Le jeu pathologique est défini comme un comportement répété et persistant de jeu d'argent exposant à des conséquences sociales, professionnelles et individuelles négatives. Selon la classification américaine du Diagnostic and statistical manual, IVe édition (DSM IV), le jeu pathologique est une forme de trouble du contrôle des impulsions. Les principaux critères diagnostiques sont : la préoccupation par le jeu, le besoin de jouer avec des sommes d'argent croissantes pour atteindre l'état d'excitation désiré, les efforts répétés mais infructueux pour contrôler, réduire ou arrêter la pratique du jeu, l'agitation ou irritabilité lors des tentatives de réduction ou d'arrêt de la pratique du jeu, la tendance à jouer pour recouvrer ses pertes.
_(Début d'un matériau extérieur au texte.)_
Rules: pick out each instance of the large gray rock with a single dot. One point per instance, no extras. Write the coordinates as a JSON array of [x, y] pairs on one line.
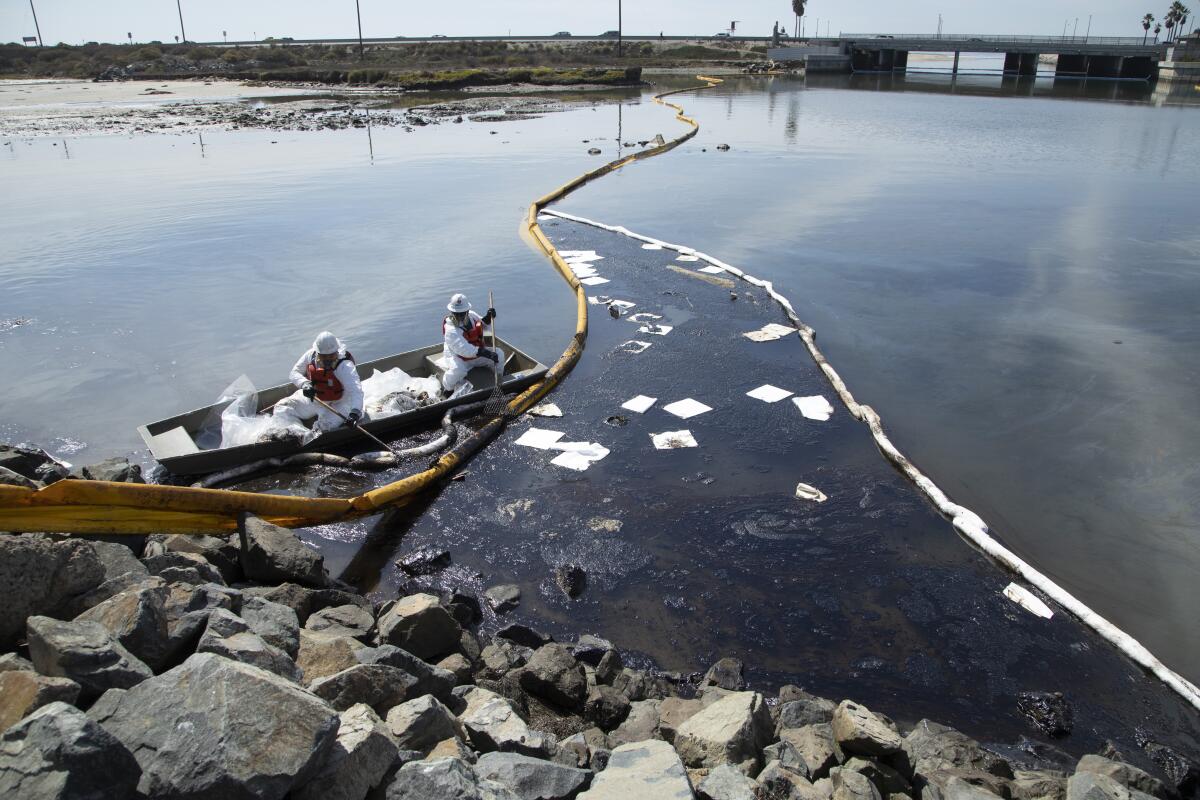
[[58, 753], [23, 692], [640, 725], [886, 780], [222, 729], [727, 674], [275, 623], [187, 613], [42, 576], [732, 731], [532, 779], [118, 559], [273, 554], [377, 685], [1038, 785], [804, 709], [1127, 775], [863, 733], [443, 779], [229, 636], [358, 762], [849, 785], [777, 782], [727, 783], [138, 620], [430, 679], [85, 653], [322, 655], [420, 625], [306, 601], [816, 747], [492, 722], [930, 747], [184, 567], [555, 675], [12, 662], [673, 711], [421, 723], [643, 769], [343, 620], [606, 707], [221, 553]]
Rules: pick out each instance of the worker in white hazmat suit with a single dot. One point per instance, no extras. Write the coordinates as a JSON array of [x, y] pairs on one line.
[[463, 347], [325, 372]]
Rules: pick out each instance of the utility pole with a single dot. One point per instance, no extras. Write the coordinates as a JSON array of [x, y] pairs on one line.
[[363, 55], [36, 26], [181, 20]]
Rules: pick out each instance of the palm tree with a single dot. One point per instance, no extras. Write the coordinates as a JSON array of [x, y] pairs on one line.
[[798, 10]]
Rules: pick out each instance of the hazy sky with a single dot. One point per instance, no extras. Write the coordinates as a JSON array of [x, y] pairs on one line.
[[108, 20]]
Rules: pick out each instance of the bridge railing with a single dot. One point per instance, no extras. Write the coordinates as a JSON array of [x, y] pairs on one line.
[[1121, 41]]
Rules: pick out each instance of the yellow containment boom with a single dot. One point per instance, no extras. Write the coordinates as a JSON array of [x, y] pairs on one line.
[[75, 506]]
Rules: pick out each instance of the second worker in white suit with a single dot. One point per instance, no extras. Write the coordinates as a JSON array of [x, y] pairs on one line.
[[463, 342]]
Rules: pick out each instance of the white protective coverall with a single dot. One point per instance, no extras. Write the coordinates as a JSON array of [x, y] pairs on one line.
[[301, 409], [459, 354]]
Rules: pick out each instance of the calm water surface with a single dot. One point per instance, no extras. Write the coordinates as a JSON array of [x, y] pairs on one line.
[[1006, 271]]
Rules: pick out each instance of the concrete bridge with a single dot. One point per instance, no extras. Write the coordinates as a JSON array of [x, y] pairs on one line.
[[1108, 56]]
La prévalence du jeu pathologique en population générale est de 1 à 3 % de la population adulte. La proportion de joueurs pathologiques est plus élevée chez les hommes que chez les femmes. Les conséquences financières négatives du jeu pathologique ont été clairement démontrées. Les joueurs « sociaux » ou « contrôlés » dépensent en moyenne 5 % de leur revenu mensuel dans des jeux d'argent. Les joueurs pathologiques dépensent entre 14 et 45 % de leur salaire. Presque tous les joueurs pathologiques présentent à un moment de leur existence un autre trouble psychiatrique (dépression 75 %, manie et hypomanie 40 %, troubles anxieux 28 %, abus ou dépendance alcoolique 52 %). Les principales modifications neurobiologiques mises en évidence chez les joueurs sont une réduction de la monoamine oxydase plaquettaire, des taux de bêtaendorphines. Les travaux de génétique moléculaire ont suggéré que l'allèle A1 du gène codant pour le récepteur dopaminergique D2 était plus fréquent chez les joueurs (50 %) que chez les témoins (26 %). Les facteurs psychopathologiques le plus régulièrement impliqués sont l'impulsivité, la recherche de sensations ou encore, dans une perspective psychanalytique, la culpabilité et la recherche de punition. Les protocoles thérapeutiques les plus récents font appel aux thérapies cognitives et comportementales, au soutien relationnel, aux thérapies familiales et aux thérapies de groupe, éventuellement associées à des antidépresseurs sérotoninergiques.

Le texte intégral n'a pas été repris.